Enter the millennium. Hammer gets acquired by Cyrte Investments who also purchases the Los Angeles based production company Spitfire Pictures. The acquisition of both Spitfire and Hammer effectively operate as one business with two separate brands. In 2007 Hammer horror turned 50 and to celebrate the occasion the BFI (British Film Institute) restores Hammer's original Dracula.
This year expect more from Hammer with new horror genre productions with big names. Danielle Radcliffe was just announced to star in The Woman in Black, set to film this fall. Hilary Swank, Jeffrey Dean Morgan along with Hammer alum Sir Christopher Lee (see sweet and melancholy video of Lee's on set interview here) lead a cast in the upcoming The Resident. In 2008
What is most exciting about Hammer Films's survival, in my opinion, are the The Hammer Archives. Although I'm unsure of what films outside of Dracula have been restored, there are Hammer collections in the Horror, Suspense and Noir categories available on DVD and you can browse the archives on their website. Since that section of their site is titled "The Hammer Archives" and not "The Hammer Library", I gather that preservation is involved but I'm not sure. I didn't find anything on the site that was about the archive itself. Just a listing of their films. Hammer Production's (changed to Hammer Films later) first film, The Public Life of Henry the Ninth (1935) is on BFI's Most Wanted list. Original elements remain missing and are in much need of being located and restored. Hopefully others are in the process of restoration or there is at least a campaign to keep these films intact in order to really preserve the Hammer Films legacy.

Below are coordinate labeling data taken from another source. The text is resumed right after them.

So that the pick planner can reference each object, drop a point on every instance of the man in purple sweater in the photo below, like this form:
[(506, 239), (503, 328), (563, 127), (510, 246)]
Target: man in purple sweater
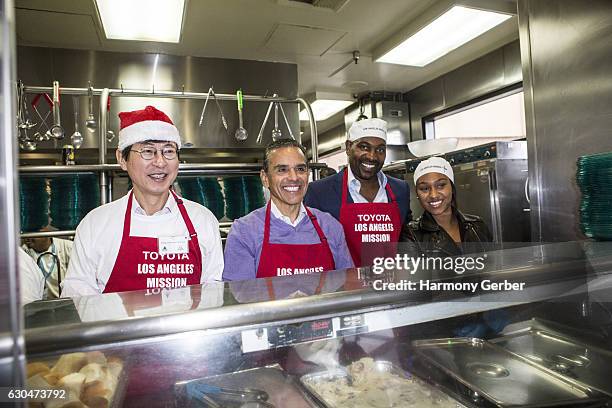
[(285, 238)]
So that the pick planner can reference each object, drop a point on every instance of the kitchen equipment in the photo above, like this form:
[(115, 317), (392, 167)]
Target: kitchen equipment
[(281, 389), (38, 137), (263, 125), (422, 395), (577, 361), (499, 376), (286, 121), (23, 115), (110, 135), (490, 181), (241, 133), (204, 108), (429, 147), (76, 138), (276, 132), (223, 120), (90, 123), (57, 131)]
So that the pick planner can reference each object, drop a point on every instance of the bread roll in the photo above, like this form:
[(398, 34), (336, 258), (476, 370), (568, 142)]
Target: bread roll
[(37, 368), (69, 363)]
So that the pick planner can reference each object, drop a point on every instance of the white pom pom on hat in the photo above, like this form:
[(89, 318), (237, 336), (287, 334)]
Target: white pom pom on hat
[(146, 124), (368, 128), (434, 165)]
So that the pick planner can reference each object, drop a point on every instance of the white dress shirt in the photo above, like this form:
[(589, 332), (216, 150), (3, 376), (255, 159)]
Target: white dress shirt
[(98, 238), (277, 214), (354, 186)]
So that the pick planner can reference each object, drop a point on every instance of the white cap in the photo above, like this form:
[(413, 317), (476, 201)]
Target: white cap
[(368, 128), (434, 165)]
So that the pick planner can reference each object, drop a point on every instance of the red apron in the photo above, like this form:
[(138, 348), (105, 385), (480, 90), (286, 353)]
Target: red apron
[(371, 229), (138, 259), (288, 259)]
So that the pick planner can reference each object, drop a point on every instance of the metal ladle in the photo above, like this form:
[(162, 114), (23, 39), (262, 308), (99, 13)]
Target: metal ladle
[(204, 108), (276, 133), (90, 123), (76, 138), (263, 125), (43, 121), (57, 131), (110, 135), (241, 133), (223, 120)]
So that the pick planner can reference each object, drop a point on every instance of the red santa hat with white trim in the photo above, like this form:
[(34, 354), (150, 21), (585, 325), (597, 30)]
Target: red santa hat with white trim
[(146, 124)]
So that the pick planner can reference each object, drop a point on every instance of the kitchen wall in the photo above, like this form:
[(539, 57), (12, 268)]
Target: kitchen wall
[(491, 73), (567, 61), (74, 68)]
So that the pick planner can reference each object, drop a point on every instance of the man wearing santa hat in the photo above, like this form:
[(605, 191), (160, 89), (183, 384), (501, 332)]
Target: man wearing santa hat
[(150, 238), (370, 205)]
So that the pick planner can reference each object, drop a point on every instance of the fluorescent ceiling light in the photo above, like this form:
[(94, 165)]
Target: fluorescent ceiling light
[(451, 30), (142, 20), (324, 108)]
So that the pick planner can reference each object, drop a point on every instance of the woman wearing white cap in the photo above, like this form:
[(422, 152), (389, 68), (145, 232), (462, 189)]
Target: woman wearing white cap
[(442, 228)]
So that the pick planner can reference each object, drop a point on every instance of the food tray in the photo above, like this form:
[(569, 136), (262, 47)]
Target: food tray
[(281, 388), (118, 395), (587, 365), (379, 397), (503, 378)]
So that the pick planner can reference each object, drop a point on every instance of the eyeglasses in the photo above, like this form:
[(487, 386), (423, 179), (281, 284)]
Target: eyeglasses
[(148, 153)]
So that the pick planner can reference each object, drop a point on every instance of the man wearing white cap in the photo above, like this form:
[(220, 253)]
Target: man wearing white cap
[(370, 205), (150, 238)]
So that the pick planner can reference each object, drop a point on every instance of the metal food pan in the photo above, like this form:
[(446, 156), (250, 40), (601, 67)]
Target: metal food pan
[(281, 388), (503, 378), (576, 361), (312, 382)]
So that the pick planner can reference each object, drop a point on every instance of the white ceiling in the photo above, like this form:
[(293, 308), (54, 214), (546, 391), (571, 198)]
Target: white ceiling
[(318, 40)]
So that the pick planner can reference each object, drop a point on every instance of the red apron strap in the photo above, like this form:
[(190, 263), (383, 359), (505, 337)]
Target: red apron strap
[(266, 240), (271, 293), (344, 186), (390, 192), (181, 207)]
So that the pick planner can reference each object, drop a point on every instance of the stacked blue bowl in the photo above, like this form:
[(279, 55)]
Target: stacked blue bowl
[(243, 194), (203, 190), (33, 203), (594, 178), (72, 197)]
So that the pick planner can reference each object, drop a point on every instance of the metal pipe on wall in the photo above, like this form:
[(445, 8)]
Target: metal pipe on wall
[(12, 357), (314, 137), (104, 193)]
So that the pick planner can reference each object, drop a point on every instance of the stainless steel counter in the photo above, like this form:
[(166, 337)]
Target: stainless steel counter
[(548, 272)]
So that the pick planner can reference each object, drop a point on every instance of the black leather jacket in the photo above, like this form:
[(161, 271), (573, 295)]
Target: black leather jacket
[(424, 236)]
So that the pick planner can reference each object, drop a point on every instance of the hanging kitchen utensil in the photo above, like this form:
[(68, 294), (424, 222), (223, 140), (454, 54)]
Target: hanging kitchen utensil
[(223, 120), (263, 125), (76, 139), (90, 123), (57, 131), (204, 108), (361, 116), (38, 137), (280, 105), (276, 133), (241, 133), (110, 135)]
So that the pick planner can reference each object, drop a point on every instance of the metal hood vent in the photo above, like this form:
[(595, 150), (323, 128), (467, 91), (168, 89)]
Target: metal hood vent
[(334, 5)]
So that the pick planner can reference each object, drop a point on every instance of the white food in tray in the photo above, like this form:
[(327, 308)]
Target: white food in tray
[(373, 388)]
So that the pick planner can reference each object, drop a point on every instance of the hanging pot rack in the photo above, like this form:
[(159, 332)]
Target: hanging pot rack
[(103, 168)]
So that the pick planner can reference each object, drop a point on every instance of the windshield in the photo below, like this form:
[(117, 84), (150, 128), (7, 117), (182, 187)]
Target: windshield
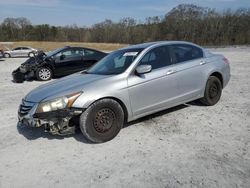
[(115, 63), (51, 53)]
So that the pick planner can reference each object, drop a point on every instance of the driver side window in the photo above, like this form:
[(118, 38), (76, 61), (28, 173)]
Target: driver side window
[(158, 57)]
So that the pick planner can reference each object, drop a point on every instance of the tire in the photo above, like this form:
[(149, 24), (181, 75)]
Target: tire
[(31, 54), (213, 91), (102, 121), (44, 74), (7, 55)]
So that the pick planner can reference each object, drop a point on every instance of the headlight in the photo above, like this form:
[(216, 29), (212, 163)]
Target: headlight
[(57, 104)]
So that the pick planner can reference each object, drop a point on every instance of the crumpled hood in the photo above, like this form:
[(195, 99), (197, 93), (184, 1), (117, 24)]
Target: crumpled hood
[(61, 87)]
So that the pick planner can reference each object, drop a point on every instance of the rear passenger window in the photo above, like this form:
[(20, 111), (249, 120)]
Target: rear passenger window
[(157, 58), (185, 52)]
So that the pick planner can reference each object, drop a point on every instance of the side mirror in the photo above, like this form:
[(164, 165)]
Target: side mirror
[(142, 69), (62, 57)]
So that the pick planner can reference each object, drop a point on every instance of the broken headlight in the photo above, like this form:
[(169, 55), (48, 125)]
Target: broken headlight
[(57, 104)]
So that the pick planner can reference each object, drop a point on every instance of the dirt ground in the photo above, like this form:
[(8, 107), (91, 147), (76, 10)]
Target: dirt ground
[(186, 146)]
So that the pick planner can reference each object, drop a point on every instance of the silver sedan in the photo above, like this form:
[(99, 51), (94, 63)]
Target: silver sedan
[(20, 52), (125, 85)]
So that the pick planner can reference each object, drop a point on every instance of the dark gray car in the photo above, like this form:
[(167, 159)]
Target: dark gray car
[(125, 85)]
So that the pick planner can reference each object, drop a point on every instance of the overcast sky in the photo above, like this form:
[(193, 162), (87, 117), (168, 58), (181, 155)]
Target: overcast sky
[(89, 12)]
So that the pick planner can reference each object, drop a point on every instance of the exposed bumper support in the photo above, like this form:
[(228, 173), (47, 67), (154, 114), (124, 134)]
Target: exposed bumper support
[(60, 122)]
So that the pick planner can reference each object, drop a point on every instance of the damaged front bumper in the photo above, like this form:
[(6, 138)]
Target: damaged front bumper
[(21, 74), (60, 122)]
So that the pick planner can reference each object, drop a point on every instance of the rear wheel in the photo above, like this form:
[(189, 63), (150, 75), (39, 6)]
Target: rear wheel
[(102, 121), (43, 74), (212, 92)]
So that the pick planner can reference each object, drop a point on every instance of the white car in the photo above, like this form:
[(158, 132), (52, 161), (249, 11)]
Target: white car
[(20, 52)]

Hammer's product varied considerably in quality, but one thing is for sure, it's contribution to cinema's B-Horror, Science-Fiction and Sexploitation genres are unquestionable. There aren't any other films like Hammer films, especially during it's hey-day in the 50's and 60's. Genuinely spooky, yet sexy and inventive, and let's not forget that beautiful saturated Technicolor. I also prefer a horror movie to be more disturbing and frightening than gore filled. Even some Hammer are too much for me. Normally scary movies from an earlier time suit me just fine. A Hammer film from the 60's is more than nostalgia though. It's B-Horror, Sci-Fi and Sexploitation at it's best. They are like unsettling dreams that stay with you for days. With Hammer's latest revival, it looks like the production company continues to prove it's longevity. Like the cat with many lives, Hammer keeps returning from the dead.